Over the next few weeks I am excerpting here from the book’s case studies. They profile 12 strategies across four groupings of customers A) Un-adopters B) Diversifiers C) Pragmatists and D) Committed.
The customer profiled below is part of the third group which has four strategies in the book, keeping relationship with SAP analytical being the first:
SAS scores at CLP are a composite of a variety of safety, quality, cost, delivery, and support attributes. They are meant to give a supplier a 360-degree view on how it is performing. It also gives the supplier, in return, an opportunity to score CLP. Even though SAP is a strategic supplier to many of its customers, it is rare to see the detailed analytical feedback that CLP provides….Even more telling, CLP also shared with the SAP executives the many IT initiatives it had missed out on in the previous couple of years.
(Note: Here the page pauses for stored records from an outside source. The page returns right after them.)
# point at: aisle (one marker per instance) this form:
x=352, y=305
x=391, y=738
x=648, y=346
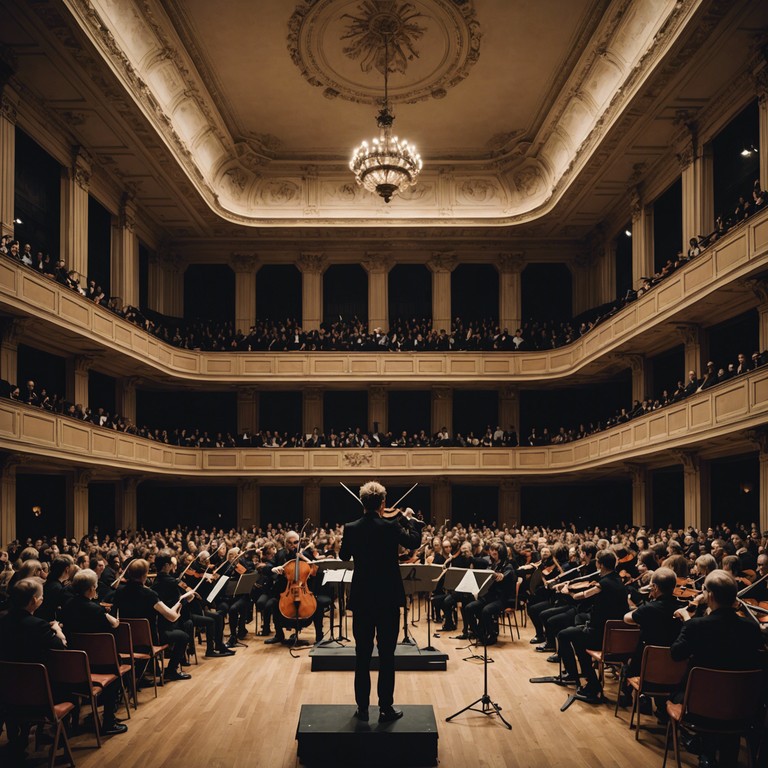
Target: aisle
x=242, y=712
Mobile enterprise application platform, predictive maintenance, emission management, work clearance, safety document management, and advanced analytics opportunities were awarded to other vendors. Fuel and commodity management functionality was custom developed….The analytical bent continued when CLP recently evaluated HANA as a platform to consolidate its sprawl of SAP landscapes. It also wanted to reduce its infrastructure costs compared to the Microsoft SQL Server database environment it currently runs on….Over and over again, CLP has shown a willingness to evaluate new SAP features and innovations, but it analyzes them thoroughly before it adopts them. Conversely, it is always pushing SAP for more innovation and better support, and openly shares its research findings. In many ways, it is a model customer-vendor relationship — one based on fair, fact-based interaction.